La jeune Japonaise avait posé les deux plateaux « shokado » devant eux et servi du thé vert. Comme il n’y avait pas d’autres clients, elle restait debout, devant leur table, à les écouter en souriant, ce qui ne semblait pas déranger Lupin. Il expliqua qu’en douze minutes seulement, il avait localisé dix chanteurs dans les grands aéroports du monde, et qu’il avait pu établir que leurs vols les conduisaient à Pékin. Sur l’aéroport de Pékin, il avait fait stopper l’avion personnel de Naoko. Il ne contenait pas encore la charge meurtrière, qui devait sans doute y être introduite par une des valises.
« J’ai besoin de toi, mon petit Isidore. J’ai sauvé le monde et personne ne s’en est aperçu. Je me suis récompensé moi-même, j’ai passé vingt-quatre heures en immersion dans les petits tas de secrets de tout un chacun. J’ai lu les conversations des gens qui m’intéressent, des femmes qui me promettent que je suis le seul, des plus jolies actrices du monde, j’ai regardé les photos de l’inspecteur Ganimarion à la plage avec sa femme et j’ai mis de côté, à toutes fins utiles, les photos de lui qu’il envoie à d’autres, en messages privés bien sûr, dans des tenues qui ne sont pas celles de la police. Il n’a pas maigri, Ganimarion, malgré le régime hyperprotéiné qu’il s’inflige… Le réseau, s’il est entièrement débranché, ne peut être réactivé que vingt-quatre heures après, pour que la synchronisation puisse se rétablir, je n’y connais rien, je répète, on m’a dit ça, ils sont très savants ces jeunes gens, tu sais…
— Et maintenant ?
— Maintenant, on va faire la fête. On file au Bourget, un avion nous attend, on sera en Chine tout à l’heure, tu vas adorer Naoko. Elle va nous donner le chèque…
— Lupin, l’argent d’Emmaüs…
— Est sacré. L’abbé Pierre nous a à l’œil du haut du balcon du ciel, comme dit joliment le pape ! Tu sais que c’était un copain, le saint abbé, je l’avais aidé dès l’hiver 54, je lui avais donné l’idée de la fausse barbe pour la télévision, ça a bien marché. Roland Barthes était de mon avis, mais tu as lu Barthes, toi ? Tu es trop jeune. C’est chez moi, à Saint-Wandrille, mon abbaye, la voisine de Jumièges, que l’abbé s’était retiré à la fin de sa vie. Des ruines sublimes que j’avais louées en son temps à Georgette Leblanc, la grande comédienne, sœur de mon ami Maurice, et à son amant Maurice Maeterlink, tu sais, le poète belge prix Nobel de littérature, tu ne l’as pas lu non plus ?
— Pas encore.
— À Saint-Wandrille Mitterrand venait voir l’abbé Pierre avec mon hélicoptère pour parler de la vie après la mort. Ça attirait les journalistes. Ils arrivaient, je crois, plus ou moins à la conclusion qu’on n’est sûr de rien. Les moines se plaignaient beaucoup… Non, j’ai d’autres ressources, figure-toi. Lupin ne prend pas l’or des chiffonniers.
— Je préfère.
— Naoko vient de me donner de quoi récompenser ceux qui m’ont aidé, mes relais à Palo Alto par exemple, qui ont été impeccables. Le petit Mark Zuckerberg, avec ses éternels T-shirts gris tellement ennuyeux, tu ne trouves pas, le génie qui a inventé tout ça, m’a dit qu’il ne voulait pas d’argent, il aime montrer qu’il est un chic type, mais bon, il est l’homme le plus riche du monde. Il nous rejoint d’ailleurs, une relation qui peut être utile pour toi, tu sais…

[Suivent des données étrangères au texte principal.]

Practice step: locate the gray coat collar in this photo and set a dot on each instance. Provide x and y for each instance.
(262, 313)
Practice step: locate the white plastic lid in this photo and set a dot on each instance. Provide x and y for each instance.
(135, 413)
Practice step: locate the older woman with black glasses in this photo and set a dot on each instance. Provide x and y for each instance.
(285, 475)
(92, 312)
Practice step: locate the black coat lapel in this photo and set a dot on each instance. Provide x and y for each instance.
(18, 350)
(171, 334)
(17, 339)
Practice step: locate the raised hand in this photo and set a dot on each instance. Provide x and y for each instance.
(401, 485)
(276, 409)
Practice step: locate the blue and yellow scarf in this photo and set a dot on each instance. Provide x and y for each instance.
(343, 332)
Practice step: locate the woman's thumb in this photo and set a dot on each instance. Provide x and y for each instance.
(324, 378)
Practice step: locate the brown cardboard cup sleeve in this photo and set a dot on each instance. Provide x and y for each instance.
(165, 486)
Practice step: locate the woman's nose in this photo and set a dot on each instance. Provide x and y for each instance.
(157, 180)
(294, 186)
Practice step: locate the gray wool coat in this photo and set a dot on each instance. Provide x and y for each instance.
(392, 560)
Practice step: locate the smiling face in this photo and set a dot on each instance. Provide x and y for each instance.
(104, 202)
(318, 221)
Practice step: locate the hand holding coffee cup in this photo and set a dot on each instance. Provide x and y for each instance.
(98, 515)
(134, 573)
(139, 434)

— La fête a été reportée ?
— On va dans un des plus beaux endroits du monde, l’île chinoise de Hong Gao Yang, sublime de sauvagerie, personne ne connaît. Les touristes vont à Hainan, les pauvres. Sur les cartes officielles, je crois que Hong Gao Yang est un camp de travail, ça dissuade. La maison de Naoko vaut la peine, c’est pas vraiment le genre Étretat.
— Étretat, ça me plaît, enfin voyons, Lupin…

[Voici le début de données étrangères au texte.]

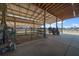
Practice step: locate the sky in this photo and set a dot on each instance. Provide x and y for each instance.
(67, 23)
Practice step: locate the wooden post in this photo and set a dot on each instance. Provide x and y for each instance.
(56, 23)
(3, 8)
(44, 24)
(62, 27)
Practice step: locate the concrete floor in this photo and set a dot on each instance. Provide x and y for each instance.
(51, 46)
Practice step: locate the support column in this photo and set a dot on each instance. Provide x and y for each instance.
(15, 28)
(3, 9)
(62, 27)
(56, 23)
(44, 24)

— Et si tu as envie d’emmener Mlle Miyako, ne te gêne pas, on a de la place. J’expliquerai les choses au tenancier de son Planet Bento, son père malade, un sushi pas frais, le voyage imprévu à Tokyo, elle reviendra dans une semaine. Elle est très amoureuse, tu sais, elle me l’a confié. Tu es son homme idéal, ton côté sucré-salé. J’ai huit heures de vol pour répondre à tes questions, à moins que tu ne préfères dormir, comme tu sais si bien le faire… »
Paul regardait Miyako. Il semblait voir pour la première fois la couleur de ses yeux, des yeux verts, c’était rare, ça, pour une Japonaise. En un instant, elle était déjà dehors, et c’était lui qui la suivait.